Paths of Stochastic Processes: a Sudden Turnaround

The commonly accepted definition of paths starts from a random field but ignores the problem of setting joint distributions of infinitely many random variables for defining paths properly afterwards. This paper provides a turnaround that starts with a given covariance function, then defines paths and finally a random field. We show how this approach retains essentially the same properties for Gaussian fields while allowing to construct random fields whose finite dimensional distributions are not Gaussian. Specifically, we start with a kernel $C$ and the associated Reproducing Kernel Hilbert Space ${\cal H}(C)$, and then assign standardized random values to a deterministic orthonormal expansion in ${\cal H}(C)$. This yields paths as random functions with an explicit representation formula. Using Lo\éve isometry, we prove that pointwise regularity notions like continuity or differentiability hold on functions of ${\cal H}(C)$, paths, and the random field $R_C$ in precisely the same way. Yet, norms of paths as functions behave differently, as we prove that paths are a.s. not in ${\cal H}(C)$, but in certain larger spaces that can partially be characterized.

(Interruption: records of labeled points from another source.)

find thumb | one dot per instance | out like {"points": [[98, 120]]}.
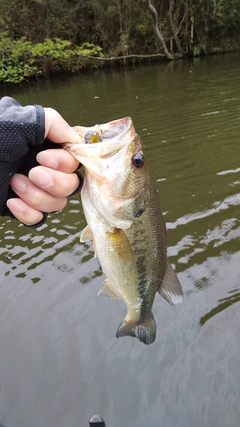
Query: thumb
{"points": [[57, 129]]}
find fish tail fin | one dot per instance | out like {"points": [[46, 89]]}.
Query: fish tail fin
{"points": [[144, 331], [171, 289]]}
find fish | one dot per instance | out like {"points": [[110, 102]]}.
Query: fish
{"points": [[125, 223]]}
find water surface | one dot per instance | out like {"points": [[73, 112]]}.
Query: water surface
{"points": [[60, 360]]}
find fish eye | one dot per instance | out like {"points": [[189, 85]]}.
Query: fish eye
{"points": [[138, 160]]}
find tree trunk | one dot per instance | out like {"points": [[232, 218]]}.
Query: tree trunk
{"points": [[157, 32]]}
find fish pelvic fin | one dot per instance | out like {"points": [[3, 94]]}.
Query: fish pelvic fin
{"points": [[107, 290], [144, 331], [171, 289], [87, 235]]}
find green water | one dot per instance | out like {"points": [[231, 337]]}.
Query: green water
{"points": [[60, 360]]}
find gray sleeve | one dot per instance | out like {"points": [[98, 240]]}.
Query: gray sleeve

In case of Matern kernels generating Sobolev space $W_2^m(R^d)$, paths lie almost surely in all $W_2^{p}(R^d)$ for $p<m-d/2$, but almost surely not in $W_2^{m-d/2}(R^d)$. This regularity gap between function and paths is explained easily by square summability of expansion coefficients of functions, not of paths. The required orthonormal expansions, well-known in the probabilistic and the deterministic literature, are analyzed and compared with respect to convergence rates.